Karlspreis für Draghi - „Großes für Europa geleistet“
Der ehemalige Präsident der Europäischen Zentralbank (EZB) und frühere italienische Ministerpräsident Mario Draghi wird mit dem Karlspreis 2026 ausgezeichnet (Archivbild). Foto: Philipp von Ditfurth/dpa
Als damaliger EZB-Chef rettete Mario Draghi einst „im Alleingang“ den Euro. Sein „Whatever it takes„ könnte jetzt aber auch das aktuelle Leitmotto einer von Gegnern bedrängten EU sein.
Aachen. Für historische Verdienste um die europäische Einigung wird der ehemalige Präsident der Europäischen Zentralbank, Mario Draghi, mit dem Karlspreis 2026 ausgezeichnet. Mit dem ehemaligen italienischen Regierungschef ehre man eine Persönlichkeit, „die zielgerichtet und mit unerschütterlicher Entschlossenheit Großes für Europa geleistet hat“, begründete das Karlspreis-Direktorium seine Entscheidung.
Der Internationale Karlspreis zu Aachen gilt als wichtigste Auszeichnung für Verdienste um die europäische Einigung. Er wird traditionell am Himmelfahrtstag verliehen, dieses Jahr am 14. Mai.
Die Botschaft aus Aachen: „Überwindet das Klein-Klein“
„Mario Draghi hat als Präsident der Zentralbank den Euro gerettet - fast im Alleingang, als er auf der Kippe stand“, sagte der Vorsitzende des Karlspreisdirektoriums, Armin Laschet (CDU), der Deutschen Presse-Agentur. Draghi hatte 2012 auf dem Höhepunkt der Euro-Krise gesagt, die EZB werde tun, „whatever it takes“ - was immer nötig ist -, um die gemeinsame Währung zu sichern. „Sein Wort „Whatever it takes“ gilt heute mehr denn je“, sagte Laschet. Draghi sei deshalb neben seinen historischen Verdiensten gleichzeitig hochaktuell.

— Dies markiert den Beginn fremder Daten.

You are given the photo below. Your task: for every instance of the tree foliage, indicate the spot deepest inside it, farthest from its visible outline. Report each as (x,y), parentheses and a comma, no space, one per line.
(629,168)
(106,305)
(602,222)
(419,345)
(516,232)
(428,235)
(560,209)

Mit seinem Draghi-Report zur Wettbewerbsfähigkeit Europas habe er genau die Handlungsempfehlung vorgelegt, die Europa jetzt zur Stärkung seiner Wettbewerbsfähigkeit benötige. Denn wenn Europa nicht zum Spielball anderer Mächte werden wolle, müsse es wirtschaftlich stark sein - davon hänge alles andere ab. „Deshalb müsste „Whatever it takes“ heute ein Leitmotto für die Kommission sein“, erklärte Laschet. Die Botschaft des Karlspreisdirektoriums laute: „Überwindet das Klein-Klein. Setzt das um, was Mario Draghi in seinem Bericht gefordert hat.“
Draghi sieht Europa von inneren und äußeren Feinden bedroht
Der 78 Jahre alte Draghi zeigte sich in einer Videobotschaft „äußerst dankbar“ für die Ehrung. „Diese Entscheidung kommt zu einer Zeit, zu der Europa viele Feinde hat - vielleicht mehr Feinde denn je, sowohl innere als auch äußere Feinde“, sagte er. Um die Europäische Union zu bewahren, müssten die Europäer enger denn je zusammenstehen, mahnte er. „Wir müssen unsere selbst verschuldeten Schwächen überwinden. Und wir müssen stärker werden: militärisch, wirtschaftlich und politisch.“
Der nordrhein-westfälische Ministerpräsident Hendrik Wüst (CDU) nannte Draghi einen herausragenden Europäer und würdigen Preisträger. Als EZB-Präsident und italienischer Ministerpräsident habe Draghi für Verantwortung, Zusammenhalt und ein wettbewerbsfähiges Europa gestanden, schrieb Wüst auf der Plattform X.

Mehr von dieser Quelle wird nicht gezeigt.